Since he was 17, Kent, England native Jon Cleary has been soaking up New Orleans culture. Thirty-six years later, Cleary exudes the sound and spirit of the Crescent City, the music bubbling out of him, a fountain of second line funk and Fess-flavored carnival music with a fist fulla Dr. John hoodoo stirred in as well. Cleary’s style reveals he’s a student of Crescent City piano men including Tuts Washington, Fats Domino and James Booker. There’s a considerable Allen Toussaint influence apparent as well.
Cleary paid homage to Toussaint on his last record, 2012’s Occapella. He insists it’s not a tribute, saying he was only “having fun” with Toussaint’s work, covering relatively obscure Toussaint tunes, except for “Southern Nights,” which Cleary considered too bubbly and wanted to make his version darker.

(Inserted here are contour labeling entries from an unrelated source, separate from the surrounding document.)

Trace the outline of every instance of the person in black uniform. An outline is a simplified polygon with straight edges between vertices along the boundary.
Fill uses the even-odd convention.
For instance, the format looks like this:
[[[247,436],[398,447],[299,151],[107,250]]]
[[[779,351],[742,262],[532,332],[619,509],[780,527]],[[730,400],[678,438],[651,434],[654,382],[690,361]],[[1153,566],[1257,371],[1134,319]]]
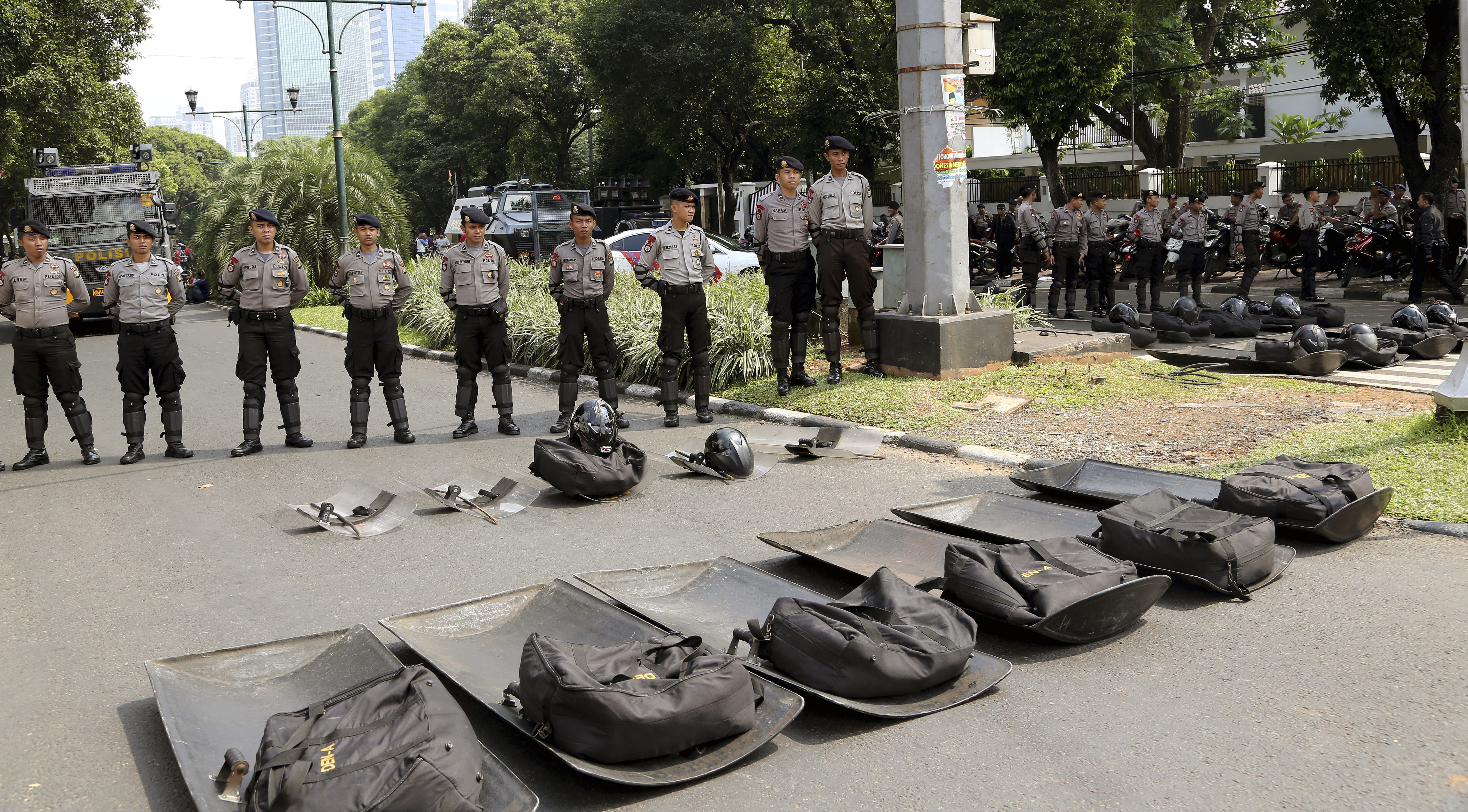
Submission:
[[[23,254],[0,267],[0,314],[15,321],[15,393],[25,407],[25,444],[16,470],[51,462],[46,453],[46,387],[56,391],[72,440],[81,447],[82,463],[97,465],[101,456],[92,446],[91,412],[82,400],[82,362],[76,358],[76,337],[70,318],[91,305],[81,271],[70,259],[46,249],[51,232],[37,220],[22,220]],[[68,300],[70,295],[70,300]]]
[[[245,384],[245,438],[229,456],[242,457],[261,450],[260,421],[266,400],[266,361],[280,402],[280,428],[285,444],[310,449],[311,438],[301,434],[301,350],[295,346],[295,321],[291,308],[311,290],[301,258],[275,240],[280,221],[267,208],[250,213],[254,245],[241,248],[219,274],[219,293],[235,302],[229,321],[239,324],[239,361],[235,377]]]
[[[559,415],[550,425],[550,434],[561,434],[571,427],[575,399],[580,391],[577,378],[586,365],[581,339],[592,350],[592,368],[596,369],[596,388],[602,400],[617,413],[617,428],[631,424],[617,410],[617,337],[606,314],[606,300],[612,298],[617,284],[617,264],[605,242],[592,236],[596,229],[596,210],[589,205],[571,204],[573,237],[555,246],[550,252],[550,298],[561,311],[559,361],[561,390]]]
[[[352,437],[348,449],[367,444],[368,396],[373,369],[382,381],[388,402],[388,421],[396,443],[413,443],[408,428],[408,403],[402,396],[402,346],[398,343],[395,312],[413,296],[413,280],[402,270],[402,258],[377,245],[382,221],[371,214],[354,214],[357,251],[336,258],[327,283],[332,296],[346,315],[346,374],[352,377],[349,421]]]
[[[163,407],[163,437],[170,457],[192,457],[184,446],[184,359],[179,358],[173,317],[184,309],[184,277],[178,265],[153,255],[159,232],[147,220],[128,223],[126,259],[107,268],[103,283],[103,305],[117,320],[117,383],[122,384],[122,428],[128,451],[119,460],[132,465],[142,453],[142,410],[148,396],[148,374]]]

Toussaint shows up again on this release, but as an arranger, doing the horn charts for 7 of the 9 cuts on the record.
“Pump It Up” travels from Jamaica to New Orleans, meandering from a laconic, loping r&b shuffle to lively Ska, accented with timbales. Cleary leads the proceedings in a hoarse soul shout blending Ray Charles and Dr. John, backed with some backing vocal help from a member of his current trio, Absolute Monster Gentlemen bassist Cornell Williams. The other Monster Gents, guitarist Derwin “Big D” Perkins and drummer Jeffery “Jellybean” Alexander contribute vocals on additioal tracks.
For “Boneyard,” Clary and company put out some bone-rattling second line, horn-heavy fonk courtesy of the Dirty Dozen horns, with a Bo Diddley backseat propelling this spirited rant about living life to its fullest: “Before I make it to the boneyard I’m gonna have my fun,” Cleary proclaims, hollerin’ “I ain’t ready” over the top of the strutting street parade back from the graveyard and celebrating life.
Cleary says “Getcha GoGo Juice” is “completely composed of lines I’ve heard people say in New Orleans.” His N’awleans street patois is thick enough to need a translator except for the chorus, “I woooden do dat, me,” laid over a simmering layer of swampy NOLA fonk in the Dr. John tradition, a cauldron of bubbling, burbling gris-gris.
Cleary often performs New Orleans r&b standards in his sets, there are no covers here. They’re all originals, but “Love on One Condition” reeks of the Toussaint touch, the beat so laid back its almost reggae, stuttering, horn-studded, strut-inducing funk that sneaks up on you and lays you out with a punch bad to the backbone.
Even though it’s a studio recording, GoGo Juice captures the spirit and excitement of Cleary live, a pulsating, percussive performance that leaves you stuffed with a cornucopia of Big Easy goodies, good for curing what ails you, from head to toe.